I go back to work tomorrow, and I’m pretty sure I’ve cried every day this past week whenever I’ve thought about it. Don’t get me wrong, I LOVE my job, and I love where I work. It’s a supportive, positive atmosphere where I truly believe the staff really cares for one another. And you can’t have a much better job then making music with kids every day. Except for being a mom.
I’ve written about this before, but truly, the one thing I have wanted more than anything in the world is to be a mom, and I love it. I have enjoyed every moment of my maternity leave. (Even the anxiety filled moments where I was sure there was no way in the world I could possibly be a mom to a toddler and a newborn.)
And I know that some days the kids will be with a babysitter, but other days they’ll be with my husband. However, it doesn’t matter because they’re not with ME. I love that my identity is ‘Mom.’ I won’t claim to love or appreciate my kids any more than people who can easily have children, but there is something different about going through the journey of infertility, adoption, miscarriage, and pregnancy.
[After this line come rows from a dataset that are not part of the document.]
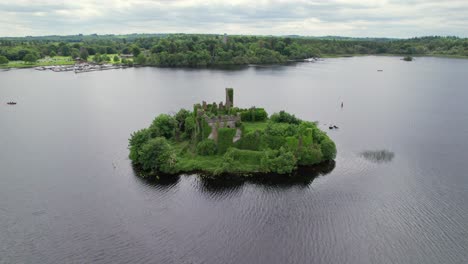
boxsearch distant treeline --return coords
[0,34,468,67]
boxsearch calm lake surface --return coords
[0,57,468,264]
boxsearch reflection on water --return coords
[361,150,395,163]
[137,161,336,193]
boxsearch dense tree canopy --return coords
[0,34,468,67]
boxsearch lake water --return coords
[0,57,468,264]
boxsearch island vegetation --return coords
[129,88,336,176]
[0,34,468,68]
[403,56,413,61]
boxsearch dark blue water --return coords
[0,57,468,264]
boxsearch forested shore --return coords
[0,34,468,68]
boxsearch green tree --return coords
[135,53,146,65]
[320,137,336,160]
[132,46,141,57]
[128,128,150,163]
[149,114,177,139]
[196,139,216,156]
[23,53,37,63]
[0,55,9,64]
[139,137,177,173]
[80,47,89,60]
[93,53,102,63]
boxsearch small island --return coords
[129,88,336,177]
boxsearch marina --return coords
[34,63,128,73]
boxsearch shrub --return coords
[174,109,191,132]
[270,111,301,125]
[260,148,296,174]
[0,55,9,64]
[312,128,328,144]
[241,107,268,122]
[183,116,195,139]
[261,134,286,149]
[128,128,150,163]
[197,139,216,156]
[218,127,236,154]
[236,131,261,150]
[296,145,323,166]
[138,137,177,173]
[23,53,38,63]
[200,117,212,140]
[265,122,298,137]
[320,137,336,160]
[149,114,177,139]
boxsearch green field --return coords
[0,54,131,68]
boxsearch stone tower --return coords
[225,88,234,109]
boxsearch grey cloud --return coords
[0,0,468,37]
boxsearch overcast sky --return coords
[0,0,468,38]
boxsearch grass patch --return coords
[242,121,268,133]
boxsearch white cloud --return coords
[0,0,468,37]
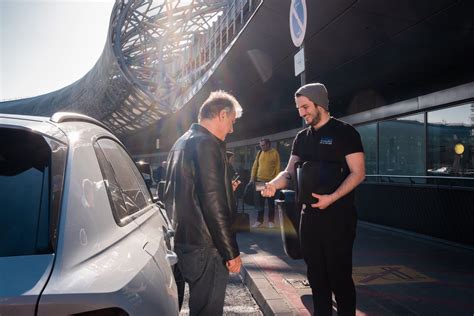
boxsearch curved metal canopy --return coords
[0,0,256,134]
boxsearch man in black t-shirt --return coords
[262,83,365,315]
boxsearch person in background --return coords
[164,91,242,315]
[262,83,365,316]
[250,138,280,228]
[153,160,167,183]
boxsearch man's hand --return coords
[311,193,336,210]
[226,256,242,273]
[260,182,276,197]
[232,180,242,192]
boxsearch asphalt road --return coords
[180,274,263,316]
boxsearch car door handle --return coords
[165,250,178,266]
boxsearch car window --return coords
[0,128,52,257]
[95,138,151,225]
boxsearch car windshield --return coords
[0,128,51,257]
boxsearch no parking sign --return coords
[290,0,308,47]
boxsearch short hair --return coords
[198,90,242,122]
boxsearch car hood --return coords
[0,254,54,315]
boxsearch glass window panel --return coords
[97,138,151,220]
[356,123,377,174]
[379,113,425,176]
[427,103,474,177]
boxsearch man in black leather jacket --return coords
[164,91,242,315]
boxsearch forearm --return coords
[270,170,292,190]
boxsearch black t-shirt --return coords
[291,118,364,206]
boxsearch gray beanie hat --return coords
[295,83,329,112]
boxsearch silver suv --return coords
[0,113,178,316]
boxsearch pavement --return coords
[238,201,474,316]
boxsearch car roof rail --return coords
[50,112,113,134]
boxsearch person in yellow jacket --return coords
[250,138,280,228]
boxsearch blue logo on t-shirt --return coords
[319,136,332,145]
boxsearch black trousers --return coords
[175,246,229,316]
[300,206,357,316]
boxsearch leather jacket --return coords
[164,124,239,261]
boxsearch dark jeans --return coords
[255,192,275,223]
[300,208,357,316]
[176,246,229,316]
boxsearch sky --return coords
[0,0,115,101]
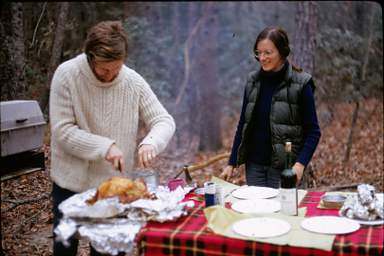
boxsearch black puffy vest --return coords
[236,63,314,169]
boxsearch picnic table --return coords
[136,191,384,256]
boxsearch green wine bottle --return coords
[280,141,298,215]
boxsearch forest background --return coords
[0,1,384,255]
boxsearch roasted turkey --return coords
[87,176,153,204]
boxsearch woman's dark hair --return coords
[84,21,128,61]
[253,27,303,72]
[253,27,291,60]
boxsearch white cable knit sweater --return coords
[50,54,175,192]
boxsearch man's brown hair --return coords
[84,21,128,61]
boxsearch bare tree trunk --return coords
[40,2,69,113]
[0,2,27,100]
[343,3,373,164]
[292,1,317,188]
[193,3,222,151]
[292,1,317,73]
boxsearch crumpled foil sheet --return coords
[54,186,194,255]
[339,184,384,221]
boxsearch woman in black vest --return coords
[221,27,321,188]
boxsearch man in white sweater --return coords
[50,21,175,255]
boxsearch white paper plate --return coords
[301,216,360,235]
[232,186,279,199]
[232,199,281,213]
[340,214,384,226]
[232,217,291,238]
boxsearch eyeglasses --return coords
[254,50,274,58]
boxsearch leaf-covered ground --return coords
[1,99,383,256]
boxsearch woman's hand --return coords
[292,162,305,185]
[138,144,156,168]
[220,165,235,181]
[105,143,125,172]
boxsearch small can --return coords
[204,181,216,207]
[215,184,224,205]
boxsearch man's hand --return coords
[220,165,235,181]
[292,162,305,185]
[105,143,125,172]
[138,144,156,168]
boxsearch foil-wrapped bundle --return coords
[339,184,384,221]
[54,186,194,255]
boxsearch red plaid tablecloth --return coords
[137,192,384,256]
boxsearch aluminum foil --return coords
[340,184,384,221]
[54,186,194,255]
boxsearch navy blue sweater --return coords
[228,63,321,166]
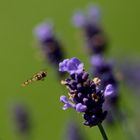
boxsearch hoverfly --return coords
[21,71,47,87]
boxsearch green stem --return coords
[98,123,108,140]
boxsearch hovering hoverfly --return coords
[21,71,47,87]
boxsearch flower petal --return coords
[76,103,87,112]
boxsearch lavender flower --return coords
[59,58,111,127]
[59,57,84,74]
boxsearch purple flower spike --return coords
[104,84,114,97]
[76,103,87,112]
[72,11,86,27]
[60,96,75,110]
[59,57,84,74]
[34,22,53,41]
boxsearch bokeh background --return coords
[0,0,140,140]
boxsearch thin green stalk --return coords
[98,123,108,140]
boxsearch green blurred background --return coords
[0,0,140,140]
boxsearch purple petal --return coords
[59,57,84,74]
[76,103,87,112]
[60,96,75,110]
[104,84,114,97]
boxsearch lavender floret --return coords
[59,58,107,127]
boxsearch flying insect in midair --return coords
[21,71,47,87]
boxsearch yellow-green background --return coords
[0,0,140,140]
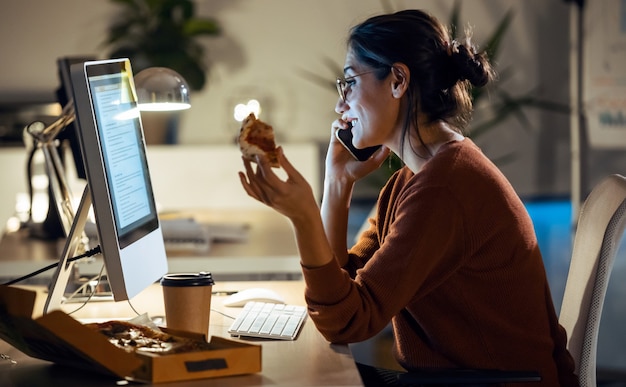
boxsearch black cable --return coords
[2,245,102,285]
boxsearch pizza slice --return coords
[239,113,279,168]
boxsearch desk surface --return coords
[0,209,301,284]
[0,281,361,387]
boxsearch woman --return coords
[240,10,577,386]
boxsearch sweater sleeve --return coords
[303,183,463,343]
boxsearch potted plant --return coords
[104,0,220,91]
[104,0,220,144]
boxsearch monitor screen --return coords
[71,59,167,301]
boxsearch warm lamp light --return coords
[134,67,191,111]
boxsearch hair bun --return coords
[448,41,492,87]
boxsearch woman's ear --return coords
[391,63,411,98]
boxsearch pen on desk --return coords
[211,290,237,296]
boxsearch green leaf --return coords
[485,11,513,62]
[183,19,220,36]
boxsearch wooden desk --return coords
[0,209,301,284]
[0,281,362,387]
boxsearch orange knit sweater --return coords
[303,139,577,386]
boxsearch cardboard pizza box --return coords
[0,286,261,383]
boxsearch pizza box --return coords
[0,286,261,383]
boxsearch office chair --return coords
[559,175,626,387]
[398,175,626,387]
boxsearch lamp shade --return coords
[135,67,191,111]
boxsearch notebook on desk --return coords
[85,218,249,255]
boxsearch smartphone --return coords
[335,129,381,161]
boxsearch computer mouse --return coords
[222,288,285,306]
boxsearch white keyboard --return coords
[228,301,307,340]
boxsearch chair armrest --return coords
[398,369,541,385]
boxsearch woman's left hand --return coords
[239,147,319,220]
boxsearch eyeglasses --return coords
[337,70,376,102]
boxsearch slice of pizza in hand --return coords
[239,113,280,168]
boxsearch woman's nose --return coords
[335,98,350,114]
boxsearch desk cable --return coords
[2,245,102,285]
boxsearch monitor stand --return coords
[43,185,91,314]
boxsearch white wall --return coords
[0,0,592,195]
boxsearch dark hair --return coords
[348,10,494,152]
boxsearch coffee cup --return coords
[161,272,215,339]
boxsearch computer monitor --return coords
[46,59,167,309]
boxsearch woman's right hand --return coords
[326,118,389,183]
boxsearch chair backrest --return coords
[559,175,626,387]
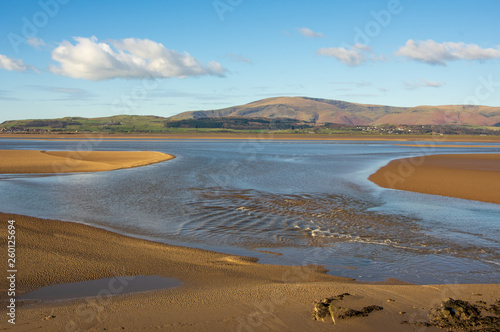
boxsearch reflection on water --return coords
[0,140,500,283]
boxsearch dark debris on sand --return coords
[401,298,500,332]
[312,293,384,323]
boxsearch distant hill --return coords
[0,97,500,132]
[170,97,500,126]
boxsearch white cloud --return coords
[296,28,325,38]
[403,79,445,90]
[396,39,500,66]
[28,37,47,50]
[317,44,378,67]
[0,54,37,71]
[51,36,226,81]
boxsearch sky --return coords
[0,0,500,122]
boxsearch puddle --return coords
[18,276,182,301]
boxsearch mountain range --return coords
[0,97,500,132]
[170,97,500,126]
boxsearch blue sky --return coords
[0,0,500,122]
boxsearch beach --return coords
[0,214,500,331]
[0,150,500,331]
[369,154,500,204]
[0,131,500,143]
[0,150,174,174]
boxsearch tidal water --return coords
[0,139,500,284]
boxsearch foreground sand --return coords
[0,150,174,174]
[0,214,500,331]
[369,154,500,204]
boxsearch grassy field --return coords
[0,115,500,136]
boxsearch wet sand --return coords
[369,154,500,204]
[0,214,500,331]
[0,150,175,174]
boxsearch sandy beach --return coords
[369,154,500,204]
[0,132,500,146]
[0,150,175,174]
[0,214,500,331]
[0,150,500,331]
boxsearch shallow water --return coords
[0,140,500,283]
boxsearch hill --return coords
[0,97,500,134]
[170,97,500,126]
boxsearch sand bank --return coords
[369,154,500,204]
[0,214,500,331]
[0,150,175,174]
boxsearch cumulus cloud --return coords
[295,28,325,38]
[50,36,226,81]
[404,79,444,90]
[396,39,500,66]
[28,37,47,50]
[0,54,37,72]
[317,44,385,67]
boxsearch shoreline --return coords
[368,153,500,204]
[0,213,500,331]
[0,133,500,143]
[0,150,175,174]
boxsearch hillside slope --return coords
[170,97,500,126]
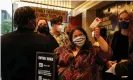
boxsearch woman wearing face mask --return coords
[38,19,59,52]
[55,28,109,80]
[107,10,130,80]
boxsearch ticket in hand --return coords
[90,17,101,29]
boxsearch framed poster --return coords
[35,52,55,80]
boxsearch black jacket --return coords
[115,43,133,80]
[1,30,56,80]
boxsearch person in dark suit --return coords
[1,6,53,80]
[115,42,133,80]
[107,42,133,80]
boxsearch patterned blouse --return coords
[50,31,70,46]
[55,46,108,80]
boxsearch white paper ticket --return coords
[90,17,101,29]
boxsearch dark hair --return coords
[56,16,63,23]
[14,6,36,28]
[118,10,130,19]
[37,19,48,26]
[50,18,57,26]
[69,27,92,50]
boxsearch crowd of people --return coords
[1,6,133,80]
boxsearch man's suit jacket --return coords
[1,30,53,80]
[115,43,133,80]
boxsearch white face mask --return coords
[73,35,86,47]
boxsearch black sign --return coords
[36,52,55,80]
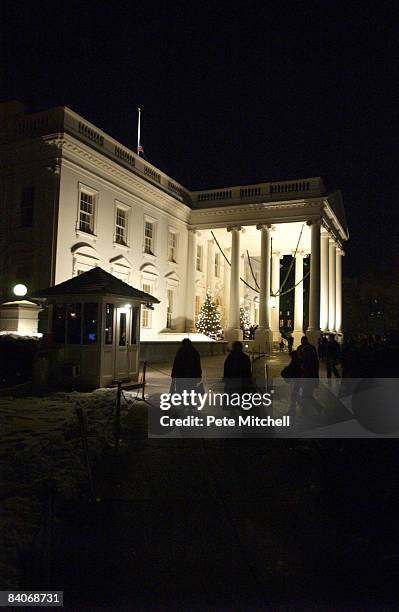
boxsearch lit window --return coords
[115,207,127,245]
[21,187,35,227]
[144,221,154,255]
[195,244,202,272]
[195,295,201,317]
[79,190,94,234]
[82,302,98,344]
[215,253,220,278]
[142,283,152,329]
[168,231,177,262]
[104,304,114,344]
[166,289,173,329]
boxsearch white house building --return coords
[0,102,348,350]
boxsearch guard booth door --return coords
[115,306,139,380]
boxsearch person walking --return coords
[297,336,321,416]
[171,338,202,393]
[281,351,302,427]
[223,340,252,393]
[326,334,341,379]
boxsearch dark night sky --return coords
[1,0,399,274]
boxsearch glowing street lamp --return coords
[13,283,28,297]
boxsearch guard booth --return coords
[32,267,159,389]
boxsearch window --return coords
[83,302,98,344]
[215,253,220,278]
[79,190,95,234]
[20,187,35,227]
[142,283,152,329]
[53,304,66,344]
[115,206,127,245]
[144,221,154,255]
[118,312,126,346]
[67,304,82,344]
[195,244,202,272]
[168,231,177,262]
[104,304,114,344]
[195,295,201,317]
[132,306,139,344]
[166,289,174,329]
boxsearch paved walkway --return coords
[52,380,399,612]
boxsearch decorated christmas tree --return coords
[197,289,222,340]
[240,306,251,331]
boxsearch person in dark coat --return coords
[281,351,302,426]
[297,336,321,416]
[326,334,341,378]
[223,341,252,393]
[172,338,202,393]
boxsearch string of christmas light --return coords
[197,288,223,340]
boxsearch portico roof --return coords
[32,266,159,304]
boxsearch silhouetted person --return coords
[326,334,341,378]
[223,341,252,393]
[297,336,321,416]
[281,351,302,425]
[172,338,202,393]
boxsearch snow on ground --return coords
[0,389,120,589]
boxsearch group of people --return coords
[172,332,399,422]
[172,338,252,392]
[341,331,399,378]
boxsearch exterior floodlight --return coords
[269,295,277,308]
[13,284,28,297]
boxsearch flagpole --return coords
[137,107,141,156]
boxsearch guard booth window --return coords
[119,312,126,346]
[53,304,66,344]
[83,302,98,344]
[132,306,139,344]
[67,304,82,344]
[105,304,114,344]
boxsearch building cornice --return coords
[44,134,191,223]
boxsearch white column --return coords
[328,238,336,332]
[240,253,247,304]
[293,251,304,348]
[254,225,273,355]
[225,226,242,342]
[223,247,231,328]
[270,252,281,342]
[335,249,344,334]
[306,220,320,346]
[320,228,329,332]
[206,240,215,291]
[186,230,197,332]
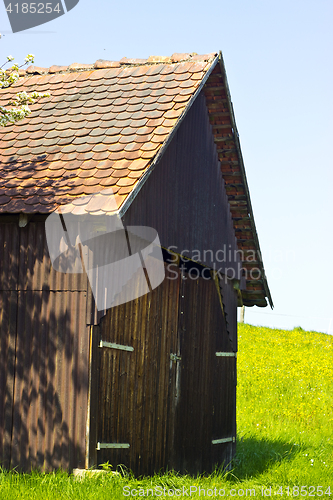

I KNOW how lucky I am to have both of my kids. I am blessed beyond belief, and I never want to take that for granted. Maybe that’s a reason I’m happiest being with my kids 24/7, or maybe it’s just how I’m built. Who knows?
So, my consolation for going back to work is this: I have 3 days then it’s spring break (good planning, right?) and then it’s only 6 weeks until summer vacation. I can do this. I hope.